Zum Punkt TDL. Finde ich eine der spannendsten Punkte und Diskussionen das Pro und contra. 🙂

Nur kurz soviel, außer die Diskussion könnte sich aufblähen und es wäre OK. ..😆

- Punkt Tempokontrolle. Ja das stimmt, wenn korrekt gesteuert.

- Der Punkt der Mentalität. Sehe ich nicht ganz so. Ich finde hier einen progressiven (TDL) besser als ein klassischer.
Er kann langsamer anfangen, schont Glykogen und Muskulatur, baut Belastungsgefühl langsam aber stetig auf und kann sauberer gesteuert werden und schafft es durch das "ich kann hintenraus noch pushen" Gefühl ein Erfolgserlebnis zu hinterlassen ohne metabolisch so tief zu gehen und ggfs 2 Erholungstage bei Anfängern zu schaffen. Er bietet aber ähnliche Tempobelastung und pace Gefühl,
- und es gibt ja nicht Nur " kontinuierlich" und " Tempoblöcke, Stichwort Progression, Cruise Intervals, Floas, Broken Threshold,
Alternating Sessions, Cut down Reps...

Zu den krummen Distanzen.
Wenn kürzer als 10 km eh schon besser Wegen Erholung.
Aber auch das übliche pacing fällt weg, Weil öfter Kurven, Rampen etc drin sind.
Das übliche mit km 3 sollte die Zeit stehen, km 5, 7 diese.
Und bei vielen runden, wenn jmd im Pulk läuft geht zb auch Überblick über Platzierung eher verloren und da Zeit wegen GPS Grade bei so Stadtläufen grenzwertig ist geht man Wohl nicht ganz so ans Limit...
Würde ich sagen.
Aber ich Kategorisieren eh in WK A, B und Spaß Wettkampf.
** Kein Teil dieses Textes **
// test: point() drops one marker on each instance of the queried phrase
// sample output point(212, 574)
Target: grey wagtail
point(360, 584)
Spaßwettkampf dann einfach mehr Oder weniger aus dem Training. B ordentlich getapert und Fokus aber ohne - wie bei A - nicht zumindest einen Teil des Trainings darauf auszurichten
5 km: 14:47 min (Calw) | 10 km: 30:32 min (Augsburg) | HM: 1:07:39 (Zürich) | M: 2:24:08 h (Frankfurt) [alle bestenlistenfähig]

Re: Sub 3:20h mit 3-4 mal Training die Woche machbar?

81786
RunODW hat geschrieben: 10.05.2026, 20:01 Mei mei, da wurde ja wieder mal prächtig abgeliefert :daumen:

@Dartan
So ganz kapiert wann wie und überhaupt habe ich das zwar noch nicht - muss ich auch nicht, macht's ja immer interessant was so bei Dir passiert.

Das weiß er selber auch nicht, darauf wette ich😁. Weil sein Training überhaupt keine Planbarkeit, Peak und Form zulässt. Also ist es wirklich Reiner Zufall wenn es mal funktioniert
*Duckundweg*
(Ist aber Net böse Gemeint, nur faktisch von außen betrachtet und Ergebnis orientiert analysiert)
5 km: 14:47 min (Calw) | 10 km: 30:32 min (Augsburg) | HM: 1:07:39 (Zürich) | M: 2:24:08 h (Frankfurt) [alle bestenlistenfähig]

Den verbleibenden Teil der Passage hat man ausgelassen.